In other tongues: Meditation on Acts 2:4

5/26/13
“and began to speak in other tongues as the Spirit gave them utterance.” Acts 2:4
Does the Spirit do this to each of us in a unique way. If I think of speaking “in other tongues,” analogously, it could be applied to manifesting God in different ways, in each of our lives, in a form custom tailored to meet a particular need in the Mystical Body, the Church, the Kingdom of God. Indeed, if I look upon the special blend of charisms in the particular context of my life applied to my set of circumstances, I am indeed speaking “in other tongues” of God to the world around me…and to myself.
For the language is idiosyncratic, manifesting both a public and a very personal side. The public side speaks to those around me, and God provides me feedback in complimentary comments from others for the Good performed in which they are seeing God in action through his instrument, and in the effectiveness of my work, in which He has given “success to the work of our hands,” Ps 90, [though God’s judges “success” differently than I do, being judged on in terms of the evolution of the trifold Cosmic Kingdom, Triumphant, Suffering and Militant rather than the mundane temporal outcome] which follows as day the night, if God is doing the task, it is His “will be done.” Even the place often seems to exude the appropriateness of God manifesting His presence everywhere.

Personally, there is a sense of correctness, the rightness, aka righteousness, I experience, a sense of the serendipity of “our greatest longing meeting the world’s greatest need,” and the serenity, exuberance and energy and even of accomplishment, in applying myself to the task.

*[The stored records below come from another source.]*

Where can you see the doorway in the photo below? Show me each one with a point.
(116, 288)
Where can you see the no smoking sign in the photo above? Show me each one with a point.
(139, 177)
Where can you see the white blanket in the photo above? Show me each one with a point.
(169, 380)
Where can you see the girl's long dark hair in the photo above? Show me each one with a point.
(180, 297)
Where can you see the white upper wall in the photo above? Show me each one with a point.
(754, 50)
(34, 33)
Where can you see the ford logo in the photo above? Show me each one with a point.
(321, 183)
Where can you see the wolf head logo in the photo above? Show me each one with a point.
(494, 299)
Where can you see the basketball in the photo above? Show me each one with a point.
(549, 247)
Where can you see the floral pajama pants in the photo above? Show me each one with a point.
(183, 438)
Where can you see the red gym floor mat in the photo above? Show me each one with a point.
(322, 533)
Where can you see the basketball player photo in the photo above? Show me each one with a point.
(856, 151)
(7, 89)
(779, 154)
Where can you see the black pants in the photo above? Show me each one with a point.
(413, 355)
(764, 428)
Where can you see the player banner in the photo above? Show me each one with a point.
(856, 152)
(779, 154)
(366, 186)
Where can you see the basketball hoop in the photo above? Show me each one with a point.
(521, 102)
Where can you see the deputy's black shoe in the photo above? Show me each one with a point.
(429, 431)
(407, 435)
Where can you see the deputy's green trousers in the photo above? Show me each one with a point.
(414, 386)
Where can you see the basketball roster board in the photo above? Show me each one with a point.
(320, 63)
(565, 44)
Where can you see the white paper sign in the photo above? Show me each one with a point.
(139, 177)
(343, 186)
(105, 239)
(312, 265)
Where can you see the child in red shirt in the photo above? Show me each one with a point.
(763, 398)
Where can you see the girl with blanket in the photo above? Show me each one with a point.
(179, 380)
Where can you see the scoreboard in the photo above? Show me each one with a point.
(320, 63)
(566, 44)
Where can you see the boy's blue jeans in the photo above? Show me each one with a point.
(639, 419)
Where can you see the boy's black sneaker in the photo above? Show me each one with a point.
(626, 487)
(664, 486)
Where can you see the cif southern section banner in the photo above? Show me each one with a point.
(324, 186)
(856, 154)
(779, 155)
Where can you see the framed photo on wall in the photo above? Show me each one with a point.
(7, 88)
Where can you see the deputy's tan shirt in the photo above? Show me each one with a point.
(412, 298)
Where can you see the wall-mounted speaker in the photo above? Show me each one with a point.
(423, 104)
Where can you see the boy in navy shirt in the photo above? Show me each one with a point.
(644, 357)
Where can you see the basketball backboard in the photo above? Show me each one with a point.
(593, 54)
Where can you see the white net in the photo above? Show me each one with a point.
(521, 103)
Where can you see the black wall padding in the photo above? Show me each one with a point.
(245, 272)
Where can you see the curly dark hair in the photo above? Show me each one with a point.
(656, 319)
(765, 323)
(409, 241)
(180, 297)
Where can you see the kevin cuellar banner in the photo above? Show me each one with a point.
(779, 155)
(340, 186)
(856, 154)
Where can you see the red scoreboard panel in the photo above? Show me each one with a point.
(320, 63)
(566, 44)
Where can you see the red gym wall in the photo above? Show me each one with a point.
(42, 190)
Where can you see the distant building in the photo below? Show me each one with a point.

These personal charisms are, as George MacDonald commented, God’s gift of “a white stone upon which is inscribed a new name, which no one knows except the one who receives it.” Rev 2:17 It is unique to me, without parallel, an intimate token of friendship, the five or two or one talent which he entrusts to me.

However, prior to the stone, John sees God giving “to the victor…some of the hidden manna,” the food of life to which Jesus referred: “My food is to do the will of the one who sent me and to finish his work.” Jn 4:34. The utilization of the charisms feeds me spiritually and psychologically. Part of each cross is that this work, the call to evangelization, that harkens back to my “baptism with which I must be baptized, and how great is my anguish until it is accomplished.” Lk 12:50 And this evangelization through charisms is to be carried out, as St. Francis exhorts, “always; when necessary, use words.”

God, I pray through Mary in Christ that you enable me, through your gifts, to praise, reverence and serve you as I, the “just me,” should. Amen. Alleluia!!!